As Drew said, it is the difference between reading Barthes, and being ‘familiar with The Death of the Author only as the subject of a threatening tweet’ (also, Drew, that may be your greatest turn of phrase ever. That is honestly amazing. Poetic in its wordplay. It also reminds me of that time a GamerGater was asked about his opinion’s on Death of the Author, and honestly thought it was about killing off authors. Which just proves your point further)
Oh, I totally agree that there is value to criticism — and by extension all the attendant activities and business that surround the creation of a work of art. The example from the issue is the producer that actually turns Kaydon’s emotional experience into a work of art (i.e., a television show). There’s value in it, and by extension, value in what we do here, but I think there is inherently less risk in saying “this is how I feel about a piece of art” than there is in creating the art. 9 times out of 10, when I write about Batman (even if I’m saying something controversial about him), the discussion around my piece will be about Batman, and not around my specific take on the issue. Artists don’t have that luxury, if we want to consider emotional projections a luxury.
All of which is to say that from a personal vulnerability perspective, if it much much harder to create than to do such about anything else in the arts. I don’t really believe that we are hurting artists — in fact, in a lot of ways, I think we boost some of their efforts and impose our own clarity on to work — but I know we do effect REAL HUMAN BEINGS with these pieces. The creative team of Angelic had a reaction to something we wrote this week, and I was filled with that momentary dead that we needlessly hurt the feelings of an artist that had already offered so much.
Oh and just because I haven’t had an opportunity to say it in a while: fuck GamerGaters.

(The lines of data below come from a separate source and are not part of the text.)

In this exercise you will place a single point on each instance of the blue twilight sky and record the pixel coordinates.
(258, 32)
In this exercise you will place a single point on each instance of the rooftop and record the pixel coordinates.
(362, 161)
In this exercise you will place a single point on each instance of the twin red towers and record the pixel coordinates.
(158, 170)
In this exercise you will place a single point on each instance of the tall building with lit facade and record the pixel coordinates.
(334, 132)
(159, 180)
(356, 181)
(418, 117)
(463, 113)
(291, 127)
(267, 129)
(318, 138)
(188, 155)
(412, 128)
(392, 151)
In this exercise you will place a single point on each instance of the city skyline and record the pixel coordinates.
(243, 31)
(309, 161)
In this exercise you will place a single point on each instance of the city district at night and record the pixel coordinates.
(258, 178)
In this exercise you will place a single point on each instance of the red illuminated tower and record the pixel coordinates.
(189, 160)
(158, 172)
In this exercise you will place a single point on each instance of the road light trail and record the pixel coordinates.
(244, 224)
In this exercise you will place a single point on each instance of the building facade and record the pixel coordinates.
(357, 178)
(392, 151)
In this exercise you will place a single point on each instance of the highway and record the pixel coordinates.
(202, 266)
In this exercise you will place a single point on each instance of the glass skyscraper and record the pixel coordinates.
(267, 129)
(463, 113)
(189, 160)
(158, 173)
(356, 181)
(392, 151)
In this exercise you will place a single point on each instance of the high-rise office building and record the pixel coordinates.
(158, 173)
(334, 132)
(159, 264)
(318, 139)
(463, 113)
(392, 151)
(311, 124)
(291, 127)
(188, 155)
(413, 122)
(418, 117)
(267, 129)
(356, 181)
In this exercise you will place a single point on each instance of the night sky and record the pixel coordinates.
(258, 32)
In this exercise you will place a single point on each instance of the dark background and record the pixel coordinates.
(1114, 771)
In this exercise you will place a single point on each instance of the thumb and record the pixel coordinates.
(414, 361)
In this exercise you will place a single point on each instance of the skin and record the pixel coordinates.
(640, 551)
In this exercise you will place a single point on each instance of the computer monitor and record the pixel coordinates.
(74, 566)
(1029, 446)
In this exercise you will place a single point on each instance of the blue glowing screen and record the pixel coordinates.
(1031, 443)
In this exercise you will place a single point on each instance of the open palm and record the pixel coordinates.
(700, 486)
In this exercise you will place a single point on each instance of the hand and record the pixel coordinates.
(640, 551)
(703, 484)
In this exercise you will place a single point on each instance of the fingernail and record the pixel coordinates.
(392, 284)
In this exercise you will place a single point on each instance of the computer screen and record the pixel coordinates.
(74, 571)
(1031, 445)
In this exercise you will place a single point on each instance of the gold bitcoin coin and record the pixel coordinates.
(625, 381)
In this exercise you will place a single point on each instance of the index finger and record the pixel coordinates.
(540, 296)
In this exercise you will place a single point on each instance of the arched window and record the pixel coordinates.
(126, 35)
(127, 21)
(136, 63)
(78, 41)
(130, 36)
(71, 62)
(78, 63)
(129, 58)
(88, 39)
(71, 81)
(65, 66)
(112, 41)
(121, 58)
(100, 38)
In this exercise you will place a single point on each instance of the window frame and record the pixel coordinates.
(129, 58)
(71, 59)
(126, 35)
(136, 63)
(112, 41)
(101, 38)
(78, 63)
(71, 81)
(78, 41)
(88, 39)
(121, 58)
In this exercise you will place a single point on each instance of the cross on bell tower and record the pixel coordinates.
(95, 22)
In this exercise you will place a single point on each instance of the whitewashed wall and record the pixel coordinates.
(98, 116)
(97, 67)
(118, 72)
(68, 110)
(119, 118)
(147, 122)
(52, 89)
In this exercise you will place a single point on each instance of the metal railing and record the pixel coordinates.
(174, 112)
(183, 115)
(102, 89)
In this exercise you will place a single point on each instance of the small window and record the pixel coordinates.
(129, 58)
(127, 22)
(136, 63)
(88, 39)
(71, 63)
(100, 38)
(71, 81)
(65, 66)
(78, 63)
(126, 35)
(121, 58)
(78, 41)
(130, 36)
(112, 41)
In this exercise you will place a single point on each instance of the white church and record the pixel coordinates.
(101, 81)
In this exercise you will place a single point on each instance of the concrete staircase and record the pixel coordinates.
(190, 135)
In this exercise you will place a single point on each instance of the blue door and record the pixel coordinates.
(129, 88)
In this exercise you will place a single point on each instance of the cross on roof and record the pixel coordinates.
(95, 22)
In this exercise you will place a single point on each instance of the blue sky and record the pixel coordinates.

I think inherently less risk is a bit of a simplification. It can be highly risky, but you have to put the work into it. I’d instead argue that it is easier not to be risky. I’ve seen someone use a World’s End critique to discuss whether they drink too much and a GOTG v2 review to discuss the final days of their Parkinson’s afflicted (I think) father. Are they riskier than the movies they were critiquing? Hard to say, when talking about two great movies. But while great works are an easy way to inspire great, risky criticism, it is possible to get similar results discussing other, less risky work and create something riskier. When someone really challenges the base assumptions of something, that can be a great way to do so.
I think criticism is easier and safer than actually making art. And harder to really take a risk and write something truly memorable. But it is possible, and we should always remember that so we can aspire to be that good.
And yeah, as someone who can usually hide under the cover of ‘they probably don’t read the comments’, I can’t imagine what it is like for you guys when you see a creator notice. Especially when you have to deal with things like your praiseworthy piece on Secret Empire 10 having me in the comments calling it utter garbage without value, and risk hurting the creators merely by providing a platform. The dread I felt when someone told Nick Spencer to read my work is nothing compared to how you guys put yourselves out there.